After an approach from Richard Noble, Hewland was persuaded to design and build the AE75, a 75 bhp aero-engine for Noble ARV Super2, a 2-seater light aircraft. This engine, an inverted three-cylinder water-cooled two-stroke unit with dual ignition and a 2.7:1 reduction gearbox, was developed from Hewland's existing two-cylinder microlight engine.
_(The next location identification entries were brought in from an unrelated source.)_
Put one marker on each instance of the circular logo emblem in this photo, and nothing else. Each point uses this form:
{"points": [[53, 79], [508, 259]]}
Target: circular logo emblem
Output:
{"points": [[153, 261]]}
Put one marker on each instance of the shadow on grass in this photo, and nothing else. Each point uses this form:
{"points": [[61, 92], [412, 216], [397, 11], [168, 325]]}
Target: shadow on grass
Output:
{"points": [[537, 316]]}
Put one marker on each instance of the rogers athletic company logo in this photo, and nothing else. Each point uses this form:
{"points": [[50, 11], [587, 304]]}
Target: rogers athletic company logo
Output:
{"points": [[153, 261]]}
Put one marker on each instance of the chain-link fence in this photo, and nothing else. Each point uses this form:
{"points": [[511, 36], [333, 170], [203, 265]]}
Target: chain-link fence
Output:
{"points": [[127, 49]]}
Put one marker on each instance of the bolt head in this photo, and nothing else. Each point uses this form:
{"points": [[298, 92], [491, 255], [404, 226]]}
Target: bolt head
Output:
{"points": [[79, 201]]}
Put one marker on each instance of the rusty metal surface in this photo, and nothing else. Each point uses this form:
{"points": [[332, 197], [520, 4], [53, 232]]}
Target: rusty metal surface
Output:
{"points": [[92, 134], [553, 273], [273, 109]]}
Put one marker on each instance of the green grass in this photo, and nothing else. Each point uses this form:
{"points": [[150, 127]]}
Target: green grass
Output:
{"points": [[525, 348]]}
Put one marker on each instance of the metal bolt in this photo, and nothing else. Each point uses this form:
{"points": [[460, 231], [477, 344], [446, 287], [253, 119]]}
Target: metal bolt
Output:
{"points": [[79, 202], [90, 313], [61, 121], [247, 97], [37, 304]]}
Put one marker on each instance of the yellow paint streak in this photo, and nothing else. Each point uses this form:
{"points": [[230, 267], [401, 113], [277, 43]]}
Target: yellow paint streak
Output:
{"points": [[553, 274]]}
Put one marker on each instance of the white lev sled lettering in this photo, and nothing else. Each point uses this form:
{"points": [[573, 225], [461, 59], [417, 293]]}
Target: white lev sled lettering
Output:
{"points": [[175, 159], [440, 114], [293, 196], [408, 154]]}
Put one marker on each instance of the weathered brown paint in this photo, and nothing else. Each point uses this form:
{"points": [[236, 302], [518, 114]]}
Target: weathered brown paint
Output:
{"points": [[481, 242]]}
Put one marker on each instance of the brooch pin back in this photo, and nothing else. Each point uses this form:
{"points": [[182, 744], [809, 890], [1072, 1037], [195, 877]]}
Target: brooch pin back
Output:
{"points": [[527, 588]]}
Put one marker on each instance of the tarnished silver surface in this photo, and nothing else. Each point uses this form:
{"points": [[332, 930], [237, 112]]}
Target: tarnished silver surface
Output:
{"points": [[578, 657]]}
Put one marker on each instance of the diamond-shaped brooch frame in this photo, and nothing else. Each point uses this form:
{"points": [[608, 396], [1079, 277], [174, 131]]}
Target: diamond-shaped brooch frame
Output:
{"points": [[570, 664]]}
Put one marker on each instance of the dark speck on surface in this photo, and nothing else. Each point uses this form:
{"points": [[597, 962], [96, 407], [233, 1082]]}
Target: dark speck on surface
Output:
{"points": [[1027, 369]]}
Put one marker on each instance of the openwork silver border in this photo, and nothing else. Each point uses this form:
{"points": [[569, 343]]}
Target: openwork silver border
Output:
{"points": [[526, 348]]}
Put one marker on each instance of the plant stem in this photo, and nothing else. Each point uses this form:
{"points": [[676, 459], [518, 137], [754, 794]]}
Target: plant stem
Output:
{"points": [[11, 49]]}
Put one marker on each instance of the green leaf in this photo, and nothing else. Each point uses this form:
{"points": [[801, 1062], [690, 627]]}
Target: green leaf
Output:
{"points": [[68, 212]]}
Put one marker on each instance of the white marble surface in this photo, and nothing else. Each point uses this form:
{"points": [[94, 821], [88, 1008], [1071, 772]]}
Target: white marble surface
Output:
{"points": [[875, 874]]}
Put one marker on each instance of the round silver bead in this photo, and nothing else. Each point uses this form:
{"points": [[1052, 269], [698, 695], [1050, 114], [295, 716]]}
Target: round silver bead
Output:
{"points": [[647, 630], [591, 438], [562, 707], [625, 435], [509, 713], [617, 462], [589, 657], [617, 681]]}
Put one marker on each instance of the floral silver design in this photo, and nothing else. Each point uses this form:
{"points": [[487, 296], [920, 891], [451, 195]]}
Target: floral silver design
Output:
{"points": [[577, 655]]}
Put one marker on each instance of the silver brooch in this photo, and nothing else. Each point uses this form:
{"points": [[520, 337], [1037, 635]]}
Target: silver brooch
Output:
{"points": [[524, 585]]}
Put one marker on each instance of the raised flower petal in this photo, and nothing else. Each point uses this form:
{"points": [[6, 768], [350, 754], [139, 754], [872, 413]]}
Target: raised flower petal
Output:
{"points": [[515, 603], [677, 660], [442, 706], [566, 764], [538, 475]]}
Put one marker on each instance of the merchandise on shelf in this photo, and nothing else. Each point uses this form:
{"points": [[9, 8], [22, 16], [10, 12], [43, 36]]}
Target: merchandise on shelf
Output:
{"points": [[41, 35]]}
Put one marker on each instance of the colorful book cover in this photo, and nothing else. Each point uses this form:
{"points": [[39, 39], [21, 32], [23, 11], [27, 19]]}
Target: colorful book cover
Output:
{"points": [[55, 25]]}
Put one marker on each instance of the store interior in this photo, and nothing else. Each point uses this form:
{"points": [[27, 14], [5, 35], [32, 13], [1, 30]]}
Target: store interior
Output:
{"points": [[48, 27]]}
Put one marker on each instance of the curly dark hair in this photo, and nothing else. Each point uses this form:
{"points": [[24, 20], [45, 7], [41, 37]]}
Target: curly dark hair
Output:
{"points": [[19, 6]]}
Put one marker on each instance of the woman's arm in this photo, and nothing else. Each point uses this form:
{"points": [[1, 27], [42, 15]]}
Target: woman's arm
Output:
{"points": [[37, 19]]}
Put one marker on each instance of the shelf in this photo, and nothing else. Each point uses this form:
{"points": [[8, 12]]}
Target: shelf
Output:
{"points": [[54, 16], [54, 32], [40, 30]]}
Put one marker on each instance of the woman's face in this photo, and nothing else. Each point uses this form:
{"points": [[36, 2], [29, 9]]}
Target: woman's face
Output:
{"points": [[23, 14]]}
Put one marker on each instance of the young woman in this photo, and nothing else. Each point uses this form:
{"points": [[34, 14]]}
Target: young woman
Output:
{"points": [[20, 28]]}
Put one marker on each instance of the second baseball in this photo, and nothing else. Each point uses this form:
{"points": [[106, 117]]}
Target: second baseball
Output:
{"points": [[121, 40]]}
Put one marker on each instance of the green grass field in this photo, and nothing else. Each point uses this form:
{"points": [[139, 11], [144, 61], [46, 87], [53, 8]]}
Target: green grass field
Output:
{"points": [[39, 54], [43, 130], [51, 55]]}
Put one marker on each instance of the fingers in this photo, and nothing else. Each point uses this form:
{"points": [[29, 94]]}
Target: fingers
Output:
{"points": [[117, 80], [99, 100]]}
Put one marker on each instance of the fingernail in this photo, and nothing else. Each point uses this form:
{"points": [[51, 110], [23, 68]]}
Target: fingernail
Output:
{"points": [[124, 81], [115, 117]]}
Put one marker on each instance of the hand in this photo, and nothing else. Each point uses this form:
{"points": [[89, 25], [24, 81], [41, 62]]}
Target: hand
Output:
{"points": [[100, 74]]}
The AE75 was very light at 49 kg, thereby contributing to the overall lightness of the aircraft, so that the ARV Super2 weighed 40% less than its competitor, the Cessna 152.

==Track day cars==
Hewland has been involved with various track day cars. Most notably the Caparo T1 and BAC Mono, both of which featured gearboxes designed and manufactured by the company.

==Formula E==
Hewland have been involved in the Formula E racing series since its inauguration, supplying the full grid of competitors with transmissions. Currently Hewland are still a key supplier into this series.

==Electric Vehicles==
Hewland provided a custom high torque transmission for the World record breaking Buckeye Bullet 3 which currently holds the electric land speed record at 341.4 mph.

==Sleeve valve==
In an interview in Car&Driver magazine in July 1974, M Hewland discussed his work and that of his head engineer John Logan on a 500 cc, single-cylinder, sleeve valve engine, coming from his experience inside a 'Mobile Labor Force' at Bristol during WW II, research aimed at Formula 1. Hewland claimed having got 70-73 HP, 47.5 Lb.ft, with a fuel economy of .45 lb/HP/Hr in the racing version, and .39 in an economy engine.